I have a custom drop-bar mtb/gravel steel frame with 32 inch wheels and 13s SRAM Force XPLR. Many things in the build are outside of standard SRAM specs and I’m in a dead end while troubleshooting one big issue. The derailleur cage is slightly touching the spokes when on biggest sprocket 46T.
The specs:
Chainstay lenght: 490mm
Front chainting: 34T
Crankset: Force E1 XPLR wide, 47,5mm chainline
Rear hub: Hope 5 pro, 12x142mm XDR
Rims: Nextie Premium Carbon 32, Rim Height: 30mm
Spokes: Sapim round j-bend 2.0-1.8 (custom order by the wheel builder so I guess length > 310mm).
Spoke tension measured with ParkTool TM-1: 117-130 KGF so just about at limit of the rim - 130 KGF.
Initially I’ve used 126 linked chain (by extrapolating SRAM chain lenght guide), used standard setup cog (6th gear). Shifting is flawless but the spokes do “ding, ding, ding” when putting any bigger power while on the largest cog.

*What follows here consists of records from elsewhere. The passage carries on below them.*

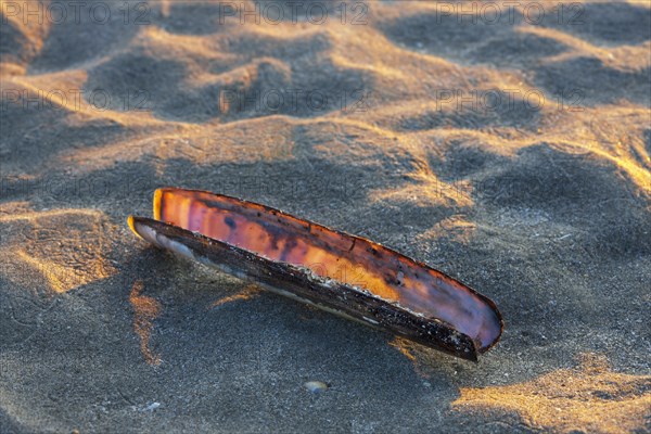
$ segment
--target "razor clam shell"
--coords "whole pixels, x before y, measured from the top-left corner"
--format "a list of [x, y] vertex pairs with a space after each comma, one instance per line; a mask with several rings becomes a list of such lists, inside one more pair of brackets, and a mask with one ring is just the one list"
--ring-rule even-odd
[[369, 291], [322, 278], [305, 267], [275, 261], [174, 225], [129, 217], [145, 241], [186, 258], [251, 280], [282, 295], [312, 304], [367, 326], [404, 336], [462, 359], [477, 361], [473, 340], [450, 324], [390, 303]]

I’ve tripled check the derailleur setup, redo it a couple of time with no change. Finally I’ve tried to experiment.
I’ve played with chain length (adding/removing 2 links) and I got slightly better results with 124 links and using 8th cog for setup. The idea behind this move is to lover the upper pulley mounting thread to extend the distance between the cage and spokes. I feel like the solution is partially nullified by spoke bending more as it further away from fixing point (hub).
A few more pictures from setup with 124 chain links (-2), and 8th setup cog (+2 than standard):
I’d be curious to try a different wheel, if the derailleur/chain tweaks aren’t working. Hub spacing/spoke lacing might make a difference. Might not have many other 32” options laying around though.
You’re probably the first person to have this problem…thanks for trailblazing! Sounds like a cool bike, show us the rest of it!
It looks like the “pulling” spokes are outbound, which pushes the spoke crossing towards the cage under power. Changing that would require a wheel rebuild, however.
Thank you all for responses. Looks like finding a hack that gets the job done is my best bet. I’ve ordered 1mm cassette shims and will try to trim down the cage with sand paper a little bit.
I’ll try it before relacing the wheel (preferably with boost hub which I avoided due to lack of compatibility according to SRAM manual ).
@Andrew1 Here’s a sneak peak into the project. I should probably make a separate post about the bike. Thanks!
Cassette shims aren’t a bad idea; if it’s just that much sound and only under power you’re probably pretty close to being okay. Honestly, Transmission likely wasn’t designed for 32” wheels; switching back to Eagle AXS might give you the adjustability you need to make this work.
How much space is there between the biggest gear in the back and the spokes?
CX-Ray spokes or similar would give a tad more clearance as they’re thinner laterally. FWIW, this was a fairly common problem with Dura-Ace 8 speed, and fixes included oval spokes, orienting the pulling spokes in the hub so they pulled the trailing spokes in rather than out under power, and grinding any inward protrusion off the pulley mounting bolt.
With other than T-Type you could try shimming the cassette out slightly too, but given the non-adjustability this may be impossible. You could also try fitting a Garbaruk 13 speed 10-52 cassette, which would move the cage further from the spokes in bottom gear. (These are meant to work with the XPLR RDs with a little tweaking, explained on their website.)
Just in case it wasn’t clear for everyone reading this, and I didn’t see it stated, the issue is an unintended consequence of the larger 32” wheel. The spokes take a closer to vertical path to the rim, so the right spokes are simply going to be closer to the derailleur. It’s a strong case for wider hubs when moving to 32” wheels. The somewhat rare but already established 157mm standard might suffice.
I second the use of thinner spokes and reorienting the lacing so that the heads-out right spokes are trailing. It also looks like the spokes are insufficiently “set” at the crossings. Setting them more firmly will give them more clearance and reduce their position change with torque.
Some more details on this bike, especially geometry, would be awesome. As I’m designing a 32” gravel bike of my own I’m very interested in your choices regarding bb-shell width, chainstay length, seat and head tube angles and trail.